CLIENT_SECRET_FILE = 'client_secret.json'
API_NAME = 'drive'
API_VERSION = 'v3'
SCOPES = ['https://www.googleapis.com/auth/drive']

service = create_service(CLIENT_SECRET_FILE, API_NAME, API_VERSION, SCOPES)

The first time a new window may pop up that asks you to authenticate yourself with your Google account. Click on “Allow”.
authenticate

Depending on whether you’d like to download or upload a file, follow one of both approaches:

Download a file

request = service.files().get_media(fileId="<FILE_ID>")
fh = io.BytesIO()

downloader = MediaIoBaseDownload(fd=fh, request=request)

done = False

while not done:
    status, done = downloader.next_chunck()
    print("Download progress {0}".format(status.progress() * 100))

fh.seek(0)

with open("<FILE_NAME.extension>", 'wb') as f:
    f.write(fh.read())
    f.close()
library(googledrive)
data_id <-"12rVWmiA6r8A1ggyP_T3jM7hONUkXoL3h"
drive_download(as_id(data_id), path =out_file.csv, overwrite = TRUE)
df <- read.csv(out_file.csv)
  • You can find the <FILE_ID>/data_id by navigating towards the file in your browser and clicking on “Open in new window”. The URL then contains the file ID you need. For example, the file ID of https://drive.google.com/file/d/XXXXXX/view is XXXXXX.
    open_new_window

  • R may ask “Is it OK to cache OAuth access credentials in the folder path/gargle/gargle/Cache between R sessions?".

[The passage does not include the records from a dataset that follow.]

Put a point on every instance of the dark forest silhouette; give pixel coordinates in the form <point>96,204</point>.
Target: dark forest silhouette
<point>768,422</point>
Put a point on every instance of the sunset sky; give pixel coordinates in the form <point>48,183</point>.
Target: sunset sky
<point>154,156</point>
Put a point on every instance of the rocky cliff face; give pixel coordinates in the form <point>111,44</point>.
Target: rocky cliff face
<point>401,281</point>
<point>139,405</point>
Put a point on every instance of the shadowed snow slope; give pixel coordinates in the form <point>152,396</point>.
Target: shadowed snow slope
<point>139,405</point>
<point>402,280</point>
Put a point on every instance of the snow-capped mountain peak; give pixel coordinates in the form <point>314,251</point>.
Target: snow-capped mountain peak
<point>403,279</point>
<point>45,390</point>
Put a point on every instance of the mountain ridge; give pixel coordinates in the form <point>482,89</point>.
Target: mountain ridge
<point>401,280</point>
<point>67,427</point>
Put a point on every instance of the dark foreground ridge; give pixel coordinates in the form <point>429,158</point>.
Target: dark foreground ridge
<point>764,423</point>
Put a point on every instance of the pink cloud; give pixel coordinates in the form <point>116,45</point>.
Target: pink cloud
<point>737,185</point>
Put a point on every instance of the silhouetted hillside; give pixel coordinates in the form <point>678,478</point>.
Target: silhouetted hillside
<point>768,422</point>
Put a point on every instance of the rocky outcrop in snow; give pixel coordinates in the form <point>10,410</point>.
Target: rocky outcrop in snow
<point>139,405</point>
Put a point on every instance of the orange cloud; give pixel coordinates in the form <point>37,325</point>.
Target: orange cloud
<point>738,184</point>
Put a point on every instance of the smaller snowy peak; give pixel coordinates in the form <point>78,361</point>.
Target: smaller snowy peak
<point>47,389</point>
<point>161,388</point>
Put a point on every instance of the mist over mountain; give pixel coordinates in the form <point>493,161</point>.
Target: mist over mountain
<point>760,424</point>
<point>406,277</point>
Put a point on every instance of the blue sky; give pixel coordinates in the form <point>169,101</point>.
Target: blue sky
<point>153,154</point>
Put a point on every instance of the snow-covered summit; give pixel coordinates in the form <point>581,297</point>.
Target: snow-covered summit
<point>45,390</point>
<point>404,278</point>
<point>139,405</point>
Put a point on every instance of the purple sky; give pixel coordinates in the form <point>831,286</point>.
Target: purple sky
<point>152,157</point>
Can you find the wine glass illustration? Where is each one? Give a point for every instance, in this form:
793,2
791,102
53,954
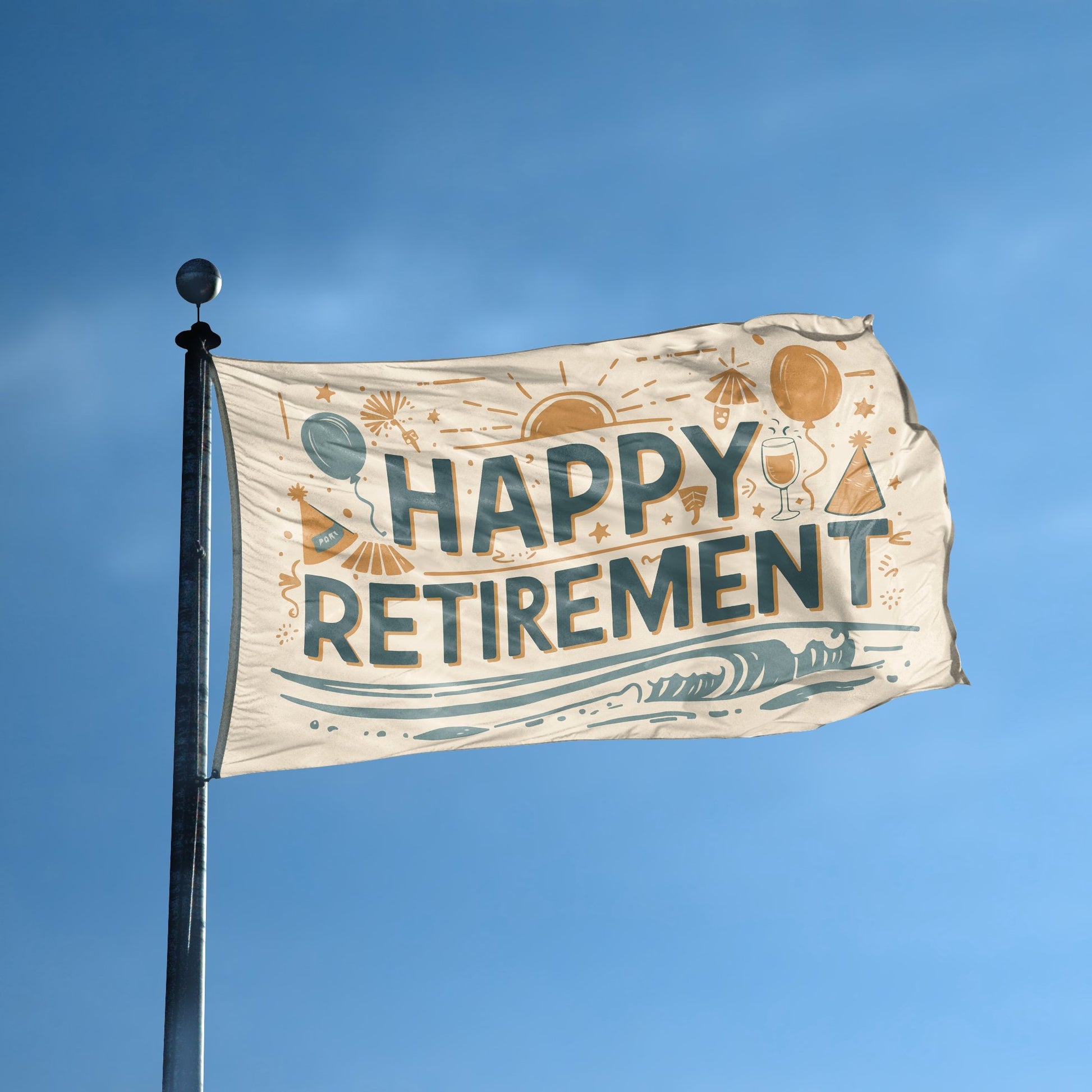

    • Type in 1 in the R console to accept. A new window may pop up that asks you to authenticate yourself with your Google account. Click on “Allow”.
  • Larger files may be split up in separate chunks. The progress will be printed on the console.

  • To save the file in a subdirectory, you can use the following syntax: os.path.join("./<SUBDIRECTORY>", "<FILE_NAME.extension>") within the open() function.

Upload a file

file_metadata = {
    "name": "<FILE_NAME.extension>",
    "parents": ["<FOLDER_ID>"]
}

media = MediaFileUpload("<FILE_NAME.extension>", mimetype="<MIME_TYPE>")

service.files().create(
    body = file_metadata,
    media_body = media,
    fields='id'
).execute()
  • The <FOLDER_ID> can be obtained in a similar way as the <FILE_ID>: navigate towards the folder where you’d like to save the file and look for the identifier within the URL.

  • The MediaFileUpload() function assumes that the file supposed to be uploaded is stored in the current directory. If not, add the subdirectory in which the file is stored to the path.

  • <MIME_TYPE> informs Google Drive about the type of file to be uploaded (e.g., csv, jpg, txt). You can find a list of common MIME types over here. For example, for a csv file it is: text/csv.